By Mason Johnson
I kind of hate bars. I mean, for the interest of full disclosure, you should know that.
I like karaoke though. Plus, I have a soft spot in my heart for dives.
Hidden Cove, located in Lincoln Square, is a great dive. So great that I didn’t even feel the need to use any bad puns in the title of this article (like, for example: “Hidden Cove? More Like Hidden Gem!”). What makes a great dive? I’m glad you asked:
1. The place has to be worn. Not falling apart, mind you. Nor should it seem excessively dirty. If the bar looks well used, like the edges have been leaned on for about ten years too long, but it isn’t dirty, looks like it’s cleaned often, doesn’t have odd crust or fungus growing anywhere, then the establishment you’re in is worn in a good way.

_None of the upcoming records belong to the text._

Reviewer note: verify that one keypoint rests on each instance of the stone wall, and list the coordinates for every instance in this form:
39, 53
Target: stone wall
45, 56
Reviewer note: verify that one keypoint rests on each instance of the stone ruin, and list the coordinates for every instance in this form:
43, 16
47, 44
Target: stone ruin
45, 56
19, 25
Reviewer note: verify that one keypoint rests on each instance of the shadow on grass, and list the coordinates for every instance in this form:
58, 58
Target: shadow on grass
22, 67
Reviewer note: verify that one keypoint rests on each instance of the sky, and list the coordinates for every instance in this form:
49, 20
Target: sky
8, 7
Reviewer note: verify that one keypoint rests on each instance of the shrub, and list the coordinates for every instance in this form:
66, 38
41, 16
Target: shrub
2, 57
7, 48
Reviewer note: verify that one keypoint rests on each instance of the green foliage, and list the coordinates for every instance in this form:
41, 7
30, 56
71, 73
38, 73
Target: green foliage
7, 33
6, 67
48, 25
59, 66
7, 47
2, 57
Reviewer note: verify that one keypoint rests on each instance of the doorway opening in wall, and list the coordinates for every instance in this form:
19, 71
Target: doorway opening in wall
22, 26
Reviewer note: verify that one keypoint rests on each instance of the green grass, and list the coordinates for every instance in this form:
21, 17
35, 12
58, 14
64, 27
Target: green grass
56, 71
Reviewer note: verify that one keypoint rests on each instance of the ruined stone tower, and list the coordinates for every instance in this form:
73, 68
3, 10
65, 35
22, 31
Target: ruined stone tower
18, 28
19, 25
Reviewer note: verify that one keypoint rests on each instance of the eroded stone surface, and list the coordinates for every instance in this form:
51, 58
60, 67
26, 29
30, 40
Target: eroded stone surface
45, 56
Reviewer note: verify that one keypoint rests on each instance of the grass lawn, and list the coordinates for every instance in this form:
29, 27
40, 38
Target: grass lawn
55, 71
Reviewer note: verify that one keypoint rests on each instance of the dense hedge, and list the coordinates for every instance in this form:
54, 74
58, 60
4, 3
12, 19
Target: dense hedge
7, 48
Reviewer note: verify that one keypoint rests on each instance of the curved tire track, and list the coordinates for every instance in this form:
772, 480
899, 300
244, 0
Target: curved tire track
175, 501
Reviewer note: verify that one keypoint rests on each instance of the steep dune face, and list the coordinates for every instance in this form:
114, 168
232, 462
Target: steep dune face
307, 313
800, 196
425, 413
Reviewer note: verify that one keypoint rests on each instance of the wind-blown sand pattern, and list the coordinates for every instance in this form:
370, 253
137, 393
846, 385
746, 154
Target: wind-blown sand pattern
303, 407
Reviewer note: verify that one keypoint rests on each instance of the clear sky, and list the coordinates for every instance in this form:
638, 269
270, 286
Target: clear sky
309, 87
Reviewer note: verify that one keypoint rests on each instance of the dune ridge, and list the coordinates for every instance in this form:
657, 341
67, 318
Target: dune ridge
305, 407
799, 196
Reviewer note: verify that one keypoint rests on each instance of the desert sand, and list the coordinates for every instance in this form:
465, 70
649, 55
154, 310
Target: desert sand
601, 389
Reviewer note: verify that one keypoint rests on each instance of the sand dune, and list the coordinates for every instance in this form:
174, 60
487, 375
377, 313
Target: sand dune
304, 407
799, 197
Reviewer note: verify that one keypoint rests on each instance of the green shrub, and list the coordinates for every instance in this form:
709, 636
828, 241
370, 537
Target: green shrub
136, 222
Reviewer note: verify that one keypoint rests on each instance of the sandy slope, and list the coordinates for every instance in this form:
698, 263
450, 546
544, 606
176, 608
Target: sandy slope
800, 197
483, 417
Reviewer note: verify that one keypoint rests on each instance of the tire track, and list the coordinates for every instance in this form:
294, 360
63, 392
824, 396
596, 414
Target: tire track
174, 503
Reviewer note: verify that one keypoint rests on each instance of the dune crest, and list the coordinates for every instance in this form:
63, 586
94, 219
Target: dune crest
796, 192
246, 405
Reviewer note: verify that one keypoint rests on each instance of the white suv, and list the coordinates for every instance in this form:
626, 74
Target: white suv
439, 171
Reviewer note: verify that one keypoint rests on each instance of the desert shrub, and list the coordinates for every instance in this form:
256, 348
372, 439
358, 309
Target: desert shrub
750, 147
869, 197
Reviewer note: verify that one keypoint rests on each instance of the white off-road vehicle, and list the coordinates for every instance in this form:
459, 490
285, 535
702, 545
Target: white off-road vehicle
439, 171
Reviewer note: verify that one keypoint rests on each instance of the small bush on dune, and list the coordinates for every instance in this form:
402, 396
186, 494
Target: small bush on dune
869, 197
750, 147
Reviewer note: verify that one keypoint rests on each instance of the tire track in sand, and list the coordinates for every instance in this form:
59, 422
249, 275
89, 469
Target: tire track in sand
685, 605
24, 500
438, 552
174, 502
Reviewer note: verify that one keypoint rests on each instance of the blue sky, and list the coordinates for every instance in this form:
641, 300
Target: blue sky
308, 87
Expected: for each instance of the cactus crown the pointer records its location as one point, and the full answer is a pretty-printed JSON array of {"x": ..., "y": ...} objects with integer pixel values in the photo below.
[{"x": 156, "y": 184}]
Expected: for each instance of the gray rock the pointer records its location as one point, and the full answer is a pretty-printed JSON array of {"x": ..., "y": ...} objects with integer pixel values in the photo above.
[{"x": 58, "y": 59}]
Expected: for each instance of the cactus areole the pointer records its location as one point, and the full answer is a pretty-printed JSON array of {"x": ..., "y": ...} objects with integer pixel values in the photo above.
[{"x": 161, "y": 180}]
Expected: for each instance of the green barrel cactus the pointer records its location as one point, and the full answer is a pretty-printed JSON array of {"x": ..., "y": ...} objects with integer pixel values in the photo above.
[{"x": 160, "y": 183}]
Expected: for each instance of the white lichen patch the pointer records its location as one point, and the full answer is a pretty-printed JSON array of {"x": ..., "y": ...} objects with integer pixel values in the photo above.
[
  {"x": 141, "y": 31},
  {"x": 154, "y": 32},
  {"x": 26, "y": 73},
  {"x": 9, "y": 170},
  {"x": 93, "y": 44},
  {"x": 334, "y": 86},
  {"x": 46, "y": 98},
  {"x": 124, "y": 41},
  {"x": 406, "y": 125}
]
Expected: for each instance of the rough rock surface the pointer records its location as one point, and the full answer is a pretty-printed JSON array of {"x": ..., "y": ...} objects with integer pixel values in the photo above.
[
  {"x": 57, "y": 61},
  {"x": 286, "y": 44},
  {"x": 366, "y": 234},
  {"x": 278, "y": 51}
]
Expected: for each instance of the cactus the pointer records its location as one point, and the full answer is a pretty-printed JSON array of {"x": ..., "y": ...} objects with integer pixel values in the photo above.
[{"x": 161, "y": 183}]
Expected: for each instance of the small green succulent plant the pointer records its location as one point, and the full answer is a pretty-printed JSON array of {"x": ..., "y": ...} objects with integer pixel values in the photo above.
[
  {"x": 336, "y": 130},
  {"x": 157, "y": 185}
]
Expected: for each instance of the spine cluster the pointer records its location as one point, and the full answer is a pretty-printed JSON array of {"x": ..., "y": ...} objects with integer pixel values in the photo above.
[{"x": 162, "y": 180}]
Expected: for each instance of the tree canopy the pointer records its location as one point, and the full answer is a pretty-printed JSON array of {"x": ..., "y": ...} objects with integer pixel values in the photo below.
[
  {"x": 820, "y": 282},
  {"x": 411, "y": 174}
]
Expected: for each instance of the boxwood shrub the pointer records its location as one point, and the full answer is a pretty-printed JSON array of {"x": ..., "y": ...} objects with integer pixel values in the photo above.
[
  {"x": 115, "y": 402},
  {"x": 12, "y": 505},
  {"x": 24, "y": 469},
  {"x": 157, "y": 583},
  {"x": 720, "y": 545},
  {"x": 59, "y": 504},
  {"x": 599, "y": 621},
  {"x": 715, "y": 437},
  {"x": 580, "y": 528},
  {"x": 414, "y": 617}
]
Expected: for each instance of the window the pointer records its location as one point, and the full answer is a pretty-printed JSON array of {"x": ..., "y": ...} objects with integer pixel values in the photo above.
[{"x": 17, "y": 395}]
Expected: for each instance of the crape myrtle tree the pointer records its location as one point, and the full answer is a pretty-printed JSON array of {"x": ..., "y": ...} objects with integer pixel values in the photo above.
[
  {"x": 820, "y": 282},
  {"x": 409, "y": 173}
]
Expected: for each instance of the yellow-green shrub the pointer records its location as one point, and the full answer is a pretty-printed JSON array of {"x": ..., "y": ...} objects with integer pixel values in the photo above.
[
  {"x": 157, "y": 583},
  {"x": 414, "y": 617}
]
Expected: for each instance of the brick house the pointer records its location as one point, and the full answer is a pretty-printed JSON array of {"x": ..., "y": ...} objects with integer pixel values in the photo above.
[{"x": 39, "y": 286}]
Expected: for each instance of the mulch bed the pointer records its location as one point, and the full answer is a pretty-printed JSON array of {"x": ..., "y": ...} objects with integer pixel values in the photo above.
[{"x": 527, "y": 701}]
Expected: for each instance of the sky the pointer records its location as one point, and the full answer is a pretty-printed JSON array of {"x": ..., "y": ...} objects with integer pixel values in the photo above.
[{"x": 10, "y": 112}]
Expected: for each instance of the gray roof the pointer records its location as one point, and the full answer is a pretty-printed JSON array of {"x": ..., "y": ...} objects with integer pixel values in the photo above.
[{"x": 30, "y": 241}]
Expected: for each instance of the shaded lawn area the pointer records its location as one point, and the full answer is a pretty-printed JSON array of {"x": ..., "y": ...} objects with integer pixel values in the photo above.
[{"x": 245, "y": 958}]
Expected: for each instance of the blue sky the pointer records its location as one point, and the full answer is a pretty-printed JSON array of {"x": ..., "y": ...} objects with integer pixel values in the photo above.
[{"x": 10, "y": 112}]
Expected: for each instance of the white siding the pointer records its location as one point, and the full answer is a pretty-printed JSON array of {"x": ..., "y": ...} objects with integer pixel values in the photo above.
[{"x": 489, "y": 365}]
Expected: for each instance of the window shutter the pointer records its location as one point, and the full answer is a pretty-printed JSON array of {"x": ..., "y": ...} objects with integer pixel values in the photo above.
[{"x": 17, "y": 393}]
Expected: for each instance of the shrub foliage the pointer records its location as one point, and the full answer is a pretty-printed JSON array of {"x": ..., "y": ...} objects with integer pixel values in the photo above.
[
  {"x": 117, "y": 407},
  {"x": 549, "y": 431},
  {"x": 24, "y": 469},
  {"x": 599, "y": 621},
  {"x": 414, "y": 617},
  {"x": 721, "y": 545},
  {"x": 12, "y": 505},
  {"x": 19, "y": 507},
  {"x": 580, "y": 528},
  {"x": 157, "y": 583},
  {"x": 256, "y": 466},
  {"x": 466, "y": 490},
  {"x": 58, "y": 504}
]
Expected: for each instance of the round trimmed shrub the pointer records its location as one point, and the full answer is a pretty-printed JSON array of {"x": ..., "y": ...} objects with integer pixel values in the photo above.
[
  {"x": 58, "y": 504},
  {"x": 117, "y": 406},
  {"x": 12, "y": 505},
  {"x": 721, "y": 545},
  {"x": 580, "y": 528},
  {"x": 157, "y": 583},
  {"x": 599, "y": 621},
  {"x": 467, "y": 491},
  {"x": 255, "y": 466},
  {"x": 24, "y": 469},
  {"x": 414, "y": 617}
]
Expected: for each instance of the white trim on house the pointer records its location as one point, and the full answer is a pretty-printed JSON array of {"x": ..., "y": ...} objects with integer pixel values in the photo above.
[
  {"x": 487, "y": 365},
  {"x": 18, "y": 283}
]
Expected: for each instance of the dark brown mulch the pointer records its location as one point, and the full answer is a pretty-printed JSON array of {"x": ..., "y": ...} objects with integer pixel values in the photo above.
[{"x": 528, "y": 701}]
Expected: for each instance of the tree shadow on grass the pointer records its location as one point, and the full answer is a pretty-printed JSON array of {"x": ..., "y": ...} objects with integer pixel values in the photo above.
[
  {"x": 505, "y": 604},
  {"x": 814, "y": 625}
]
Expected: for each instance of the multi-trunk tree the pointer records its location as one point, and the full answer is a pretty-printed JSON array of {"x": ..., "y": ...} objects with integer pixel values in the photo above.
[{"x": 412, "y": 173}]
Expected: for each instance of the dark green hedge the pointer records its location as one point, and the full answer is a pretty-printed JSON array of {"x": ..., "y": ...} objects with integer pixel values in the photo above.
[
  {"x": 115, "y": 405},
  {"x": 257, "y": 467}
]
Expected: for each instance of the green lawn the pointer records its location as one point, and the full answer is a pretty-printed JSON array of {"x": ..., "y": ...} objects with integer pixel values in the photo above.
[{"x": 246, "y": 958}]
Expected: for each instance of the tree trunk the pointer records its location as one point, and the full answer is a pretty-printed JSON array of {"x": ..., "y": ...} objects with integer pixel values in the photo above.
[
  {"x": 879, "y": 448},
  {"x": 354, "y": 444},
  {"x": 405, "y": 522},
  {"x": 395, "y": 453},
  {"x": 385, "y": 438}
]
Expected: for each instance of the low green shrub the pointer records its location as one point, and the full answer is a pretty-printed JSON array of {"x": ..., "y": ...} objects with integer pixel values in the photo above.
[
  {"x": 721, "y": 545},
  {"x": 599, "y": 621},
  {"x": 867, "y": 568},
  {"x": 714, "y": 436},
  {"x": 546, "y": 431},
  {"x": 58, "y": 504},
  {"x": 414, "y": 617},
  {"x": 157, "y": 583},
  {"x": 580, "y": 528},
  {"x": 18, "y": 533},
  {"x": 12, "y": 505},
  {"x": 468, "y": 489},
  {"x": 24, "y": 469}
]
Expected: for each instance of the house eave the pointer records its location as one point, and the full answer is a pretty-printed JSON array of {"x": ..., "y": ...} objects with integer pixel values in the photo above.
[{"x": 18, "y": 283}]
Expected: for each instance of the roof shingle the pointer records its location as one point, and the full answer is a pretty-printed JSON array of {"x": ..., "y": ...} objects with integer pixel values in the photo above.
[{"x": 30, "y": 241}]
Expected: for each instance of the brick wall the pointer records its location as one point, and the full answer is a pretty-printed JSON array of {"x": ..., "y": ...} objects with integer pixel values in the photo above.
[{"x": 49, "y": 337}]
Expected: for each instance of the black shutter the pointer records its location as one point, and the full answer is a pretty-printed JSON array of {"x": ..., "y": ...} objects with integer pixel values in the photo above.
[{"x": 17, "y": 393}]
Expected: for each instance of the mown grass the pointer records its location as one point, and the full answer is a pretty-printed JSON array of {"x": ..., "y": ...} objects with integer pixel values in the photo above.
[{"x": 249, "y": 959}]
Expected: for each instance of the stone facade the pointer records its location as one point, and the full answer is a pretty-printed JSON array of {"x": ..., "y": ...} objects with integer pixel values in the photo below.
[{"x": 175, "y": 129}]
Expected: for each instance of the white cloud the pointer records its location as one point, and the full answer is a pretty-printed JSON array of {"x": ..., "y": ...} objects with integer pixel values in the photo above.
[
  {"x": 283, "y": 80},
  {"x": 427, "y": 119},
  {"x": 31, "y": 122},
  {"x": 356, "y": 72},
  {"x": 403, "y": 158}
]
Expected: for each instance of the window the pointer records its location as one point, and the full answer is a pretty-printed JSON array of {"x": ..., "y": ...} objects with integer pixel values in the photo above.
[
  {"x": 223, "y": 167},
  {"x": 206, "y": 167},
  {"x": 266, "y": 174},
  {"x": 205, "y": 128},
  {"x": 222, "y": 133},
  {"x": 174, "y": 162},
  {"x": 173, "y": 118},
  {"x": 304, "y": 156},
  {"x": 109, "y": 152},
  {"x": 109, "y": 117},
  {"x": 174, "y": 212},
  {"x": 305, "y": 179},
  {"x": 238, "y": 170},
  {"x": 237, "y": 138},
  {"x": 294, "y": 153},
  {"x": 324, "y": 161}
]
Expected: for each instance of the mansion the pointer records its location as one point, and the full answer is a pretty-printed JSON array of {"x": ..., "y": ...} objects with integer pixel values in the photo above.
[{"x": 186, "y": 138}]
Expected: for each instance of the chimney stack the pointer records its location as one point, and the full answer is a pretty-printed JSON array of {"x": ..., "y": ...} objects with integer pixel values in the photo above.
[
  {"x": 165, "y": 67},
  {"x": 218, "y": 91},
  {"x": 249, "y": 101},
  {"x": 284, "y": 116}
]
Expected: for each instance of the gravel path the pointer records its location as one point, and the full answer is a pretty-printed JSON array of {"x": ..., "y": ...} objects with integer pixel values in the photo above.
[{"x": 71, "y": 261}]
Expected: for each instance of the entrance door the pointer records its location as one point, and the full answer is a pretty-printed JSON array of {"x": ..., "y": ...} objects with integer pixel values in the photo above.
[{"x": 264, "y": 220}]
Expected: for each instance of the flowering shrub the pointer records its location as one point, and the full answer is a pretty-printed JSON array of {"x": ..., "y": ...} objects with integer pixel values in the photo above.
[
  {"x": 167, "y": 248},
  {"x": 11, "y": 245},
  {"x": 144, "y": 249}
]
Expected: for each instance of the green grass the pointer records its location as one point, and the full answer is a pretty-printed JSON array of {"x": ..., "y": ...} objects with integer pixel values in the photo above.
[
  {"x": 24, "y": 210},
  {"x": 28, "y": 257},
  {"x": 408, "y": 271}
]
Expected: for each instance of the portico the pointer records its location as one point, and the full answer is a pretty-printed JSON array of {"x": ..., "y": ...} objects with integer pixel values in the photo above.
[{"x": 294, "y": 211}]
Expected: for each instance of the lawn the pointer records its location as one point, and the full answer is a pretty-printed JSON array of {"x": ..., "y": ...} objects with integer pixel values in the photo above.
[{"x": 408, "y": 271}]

2. Drinks should be cheap. If the place looks old and worn, but the drinks are even remotely expensive, then it’s not a dive, it’s a hipster safe haven.
3. There are regulars, but they don’t seem crazy and/or violent. When a man, slamming his fist on the bar, screams (between bouts of gibberish), “I’m gonna kick you in the throat!” you should consider never returning to that establishment again.
I have more rules, but I feel those three are the most important, and Hidden Cove embodies all of them. The bar isn’t the newest, parts of it may be falling apart, but it’s well maintained and taken care of despite its wear and tear. Drinks are cheap! I’m cheap, so I like this aspect. Finally, the regulars, they either keep to themselves, or are positive and fun to be around. They won’t threaten you! And the same goes to the bartenders, who are all amiable people.
Oh yeah, and there’s karaoke. One mic, a few TV screens, and enough moving lights and lasers to appease anyone, the setup ain’t bad. Not bad at all. The nights will often start with the bartender singing a tune, which puts everyone at ease, gets those nervous of singing a little more willing to get up there and belt somethin’ out.
For those of you private-room-karaoking-types, I only have one thing to say: get over it. If there ain’t an audience of strangers, then there’s no reasons to karaoke. The thrill! The excitement! You don’t know what they’ll scream at you! Or what horrible songs they’ll sing! Why take all that away, all that risk, for a private room?
Anyway, see ya at Hidden Cove. I’ll be the guy singing Hall & Oates.
Want more divey karaoke? Feel free to try Alice’s Lounge (3556 W. Belmont Ave.) if you’re looking for something slightly more hip, or Sidekicks (4424 W. Montrose Ave.) if you’re also into darts.